Nous, les femmes, on subit tellement de choses : les différences de salaires, les remarques misogynes… Le rugby est un bel espace, il me semble, pour se battre sur tous ces terrains d’inégalités.

Lénaïg Corson
©Facebook Lénaïg Corson/DR

Actuellement, comment vis-tu cette période bousculée par les multiples confinements ?

Je dois dire que le confinement a été très, très, bénéfique pour moi ! Je suis retournée dans ma famille en Bretagne et j’ai pris soin des miens : ma grand-mère a qui je rendais visite 2-3 fois par semaine, ma belle-sœur qui souhaitait que je la coache pour perdre du poids, faire les courses pour mes parents…
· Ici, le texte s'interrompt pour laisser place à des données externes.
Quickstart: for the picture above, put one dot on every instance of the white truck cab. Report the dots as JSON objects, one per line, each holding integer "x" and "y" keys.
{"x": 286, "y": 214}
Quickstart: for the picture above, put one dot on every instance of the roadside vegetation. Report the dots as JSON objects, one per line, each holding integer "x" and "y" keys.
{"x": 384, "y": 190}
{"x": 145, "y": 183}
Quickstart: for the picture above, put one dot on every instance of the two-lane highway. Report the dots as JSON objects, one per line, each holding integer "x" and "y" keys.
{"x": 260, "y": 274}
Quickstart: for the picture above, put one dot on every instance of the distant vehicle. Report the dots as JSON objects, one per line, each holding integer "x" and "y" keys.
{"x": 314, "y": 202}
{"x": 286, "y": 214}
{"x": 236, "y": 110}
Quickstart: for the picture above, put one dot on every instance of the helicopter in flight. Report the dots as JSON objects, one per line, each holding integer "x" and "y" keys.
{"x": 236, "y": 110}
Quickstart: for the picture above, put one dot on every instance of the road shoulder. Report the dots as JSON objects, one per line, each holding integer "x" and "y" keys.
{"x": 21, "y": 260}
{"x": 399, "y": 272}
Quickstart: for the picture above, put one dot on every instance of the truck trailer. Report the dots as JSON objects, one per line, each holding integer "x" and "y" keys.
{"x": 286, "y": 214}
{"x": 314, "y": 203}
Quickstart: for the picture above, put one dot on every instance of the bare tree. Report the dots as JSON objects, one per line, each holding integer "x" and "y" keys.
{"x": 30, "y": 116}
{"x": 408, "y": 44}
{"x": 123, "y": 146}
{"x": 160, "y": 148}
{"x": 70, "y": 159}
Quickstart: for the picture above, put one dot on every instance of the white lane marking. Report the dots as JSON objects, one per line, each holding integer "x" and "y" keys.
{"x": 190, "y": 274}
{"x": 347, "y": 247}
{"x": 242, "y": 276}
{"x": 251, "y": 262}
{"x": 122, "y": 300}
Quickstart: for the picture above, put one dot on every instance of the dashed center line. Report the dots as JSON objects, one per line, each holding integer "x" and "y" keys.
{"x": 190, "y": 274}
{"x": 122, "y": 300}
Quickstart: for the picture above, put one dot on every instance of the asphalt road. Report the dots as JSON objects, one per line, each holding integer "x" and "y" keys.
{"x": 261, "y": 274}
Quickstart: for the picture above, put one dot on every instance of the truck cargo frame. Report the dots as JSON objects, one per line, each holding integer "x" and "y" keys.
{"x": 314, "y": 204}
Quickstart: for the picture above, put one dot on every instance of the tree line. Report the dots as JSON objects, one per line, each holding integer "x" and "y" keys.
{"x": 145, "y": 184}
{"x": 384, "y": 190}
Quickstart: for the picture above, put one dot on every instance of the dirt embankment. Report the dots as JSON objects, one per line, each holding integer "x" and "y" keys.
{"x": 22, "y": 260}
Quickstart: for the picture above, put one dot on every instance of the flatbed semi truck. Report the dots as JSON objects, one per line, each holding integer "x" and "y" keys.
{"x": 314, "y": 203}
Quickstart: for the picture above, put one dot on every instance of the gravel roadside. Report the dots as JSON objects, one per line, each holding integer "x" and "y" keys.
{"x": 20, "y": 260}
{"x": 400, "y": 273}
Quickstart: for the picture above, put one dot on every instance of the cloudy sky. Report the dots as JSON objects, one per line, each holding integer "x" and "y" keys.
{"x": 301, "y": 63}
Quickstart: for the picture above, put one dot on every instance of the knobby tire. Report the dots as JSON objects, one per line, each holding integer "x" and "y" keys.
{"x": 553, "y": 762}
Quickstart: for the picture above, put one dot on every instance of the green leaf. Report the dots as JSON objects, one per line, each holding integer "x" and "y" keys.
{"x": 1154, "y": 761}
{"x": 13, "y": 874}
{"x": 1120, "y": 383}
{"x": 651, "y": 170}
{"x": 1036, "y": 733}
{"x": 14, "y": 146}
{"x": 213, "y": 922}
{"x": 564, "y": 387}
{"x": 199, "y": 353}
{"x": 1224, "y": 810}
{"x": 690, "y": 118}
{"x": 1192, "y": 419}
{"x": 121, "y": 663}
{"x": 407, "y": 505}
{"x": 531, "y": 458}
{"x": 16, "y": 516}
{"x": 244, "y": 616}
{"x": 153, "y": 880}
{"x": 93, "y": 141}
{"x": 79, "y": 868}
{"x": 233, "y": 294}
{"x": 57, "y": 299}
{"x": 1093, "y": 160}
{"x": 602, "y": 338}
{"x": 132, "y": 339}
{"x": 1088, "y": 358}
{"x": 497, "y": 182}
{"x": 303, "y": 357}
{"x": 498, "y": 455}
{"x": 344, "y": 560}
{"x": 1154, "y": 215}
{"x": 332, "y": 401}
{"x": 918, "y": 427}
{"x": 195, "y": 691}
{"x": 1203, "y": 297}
Je me suis sentie utile alors que mon activité sportive s’arrêtait. Et j’ai enfin pris du temps pour moi aussi : je préparais à manger, j’adore faire la cuisine !

Prendre soin de ma famille, partager des moments avec eux, ce sont des moments bénis. Avec mon calendrier sportif de haut-niveau, je suis toujours loin et je n’ai jamais le temps de prendre du recul. Ça a été une période de pause et de réflexion bénéfique pour moi.

D’autant que j’en ai profité pour régler mes « bobos » sur le plan physique, mais aussi mental avec, en ligne de mire, l’objectif de la Coupe du monde de rugby à XV en octobre 2021.

Ma préparation pendant le premier confinement avait pour but de ne pas perdre du temps et ça n’a jamais été une corvée, j’en avais besoin !

Lénaïg Corson
©Facebook Lénaïg Corson/DR

Quel est ton (plus grand) rêve sportif ?

Soulever la Coupe du monde avec mon équipe, l’an prochain. On ne  lâche rien !

  • Lénaïg Corson évolue au poste de deuxième ligne en rugby à XV au Stade Français Paris et en équipe de France. Elle a également été ailier en équipe de France de rugby à VII, mais se consacre, depuis la rentrée, entièrement au XV.